Tasers, he said, were not tested on drug-intoxicated people but over the years have been used on the streets with deadly results. “The people of Los Angeles County shouldn’t be used as guinea pigs. We are not a testing ground,” he said.


Heal concedes that some deaths have occurred after Taser use, but says cause and effect has not been proven. Overall, he seems to have little time for critics, believing that the devices he deploys save lives.

And he’s still hot on the trail of the next big thing.

He says he is close to signing off on distribution of the “Magnetic Audio Device,” a bullhorn that projects sound in a narrow beam that can be heard as far as two miles away. Sheriff’s deputies have used the machine in training exercises. Heal said it allows deputies to directly speak to a specific person without putting themselves in harm’s way. It could be deployed in crowd control and lone-gunman situations.

Heal is also testing the “Layered Voice Analyzer,” a machine that is supposed to detect possible deception by analyzing voice patterns. The Sheriff’s Department is trying out the machines during the testing process for deputy recruits.


“It would be nice as a banner at the bottom of TV screens for the upcoming presidential elections,” Heal joked. “It does work, but we don’t know how well.”

If there is a holy grail for Heal, it is figuring out a way to reduce those high-speed chases for which Southern California has become known.

So far, there has been more frustration than progress.

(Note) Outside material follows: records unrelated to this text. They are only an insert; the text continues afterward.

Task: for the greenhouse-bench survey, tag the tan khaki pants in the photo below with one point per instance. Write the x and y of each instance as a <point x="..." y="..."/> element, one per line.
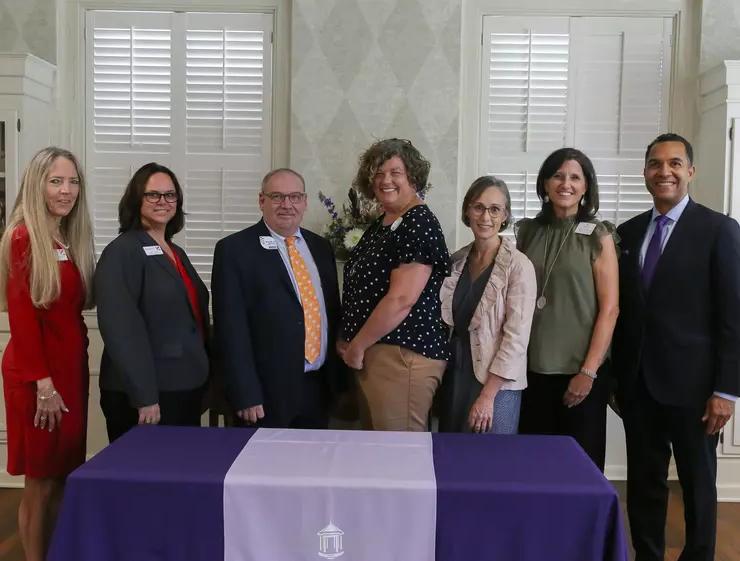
<point x="396" y="387"/>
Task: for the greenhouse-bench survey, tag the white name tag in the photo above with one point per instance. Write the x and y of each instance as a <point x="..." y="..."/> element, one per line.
<point x="268" y="242"/>
<point x="586" y="228"/>
<point x="153" y="250"/>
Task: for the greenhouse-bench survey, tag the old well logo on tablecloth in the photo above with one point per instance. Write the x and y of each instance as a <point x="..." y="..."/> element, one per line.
<point x="330" y="542"/>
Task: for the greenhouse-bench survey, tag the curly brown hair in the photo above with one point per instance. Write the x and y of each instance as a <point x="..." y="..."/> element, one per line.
<point x="417" y="167"/>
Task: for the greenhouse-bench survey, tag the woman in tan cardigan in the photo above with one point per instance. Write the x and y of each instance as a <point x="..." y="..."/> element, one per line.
<point x="488" y="300"/>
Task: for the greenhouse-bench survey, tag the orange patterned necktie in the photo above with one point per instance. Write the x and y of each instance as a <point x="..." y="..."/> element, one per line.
<point x="311" y="312"/>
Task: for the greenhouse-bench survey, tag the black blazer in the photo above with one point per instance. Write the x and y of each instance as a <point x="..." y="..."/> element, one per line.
<point x="258" y="320"/>
<point x="152" y="341"/>
<point x="684" y="332"/>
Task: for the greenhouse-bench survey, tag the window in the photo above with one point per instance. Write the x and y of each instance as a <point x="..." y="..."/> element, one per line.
<point x="598" y="84"/>
<point x="191" y="91"/>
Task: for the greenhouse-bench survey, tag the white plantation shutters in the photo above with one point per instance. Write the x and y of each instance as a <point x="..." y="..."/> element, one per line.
<point x="190" y="91"/>
<point x="598" y="84"/>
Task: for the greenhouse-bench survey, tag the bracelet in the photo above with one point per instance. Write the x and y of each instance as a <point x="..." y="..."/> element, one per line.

Heal has been working with Eureka Aerospace on a vehicle-stopping device the firm has developed. It uses a directed microwave beam that zaps cars to a stop by disrupting the vehicles’ microprocessors at distances up to 35 feet.


But Heal said it also may hit more than the target, so it needs refinement. During one early test by the developer on his own car at home, Heal said, the beam hit other nearby electronics and destroyed the garage door opener.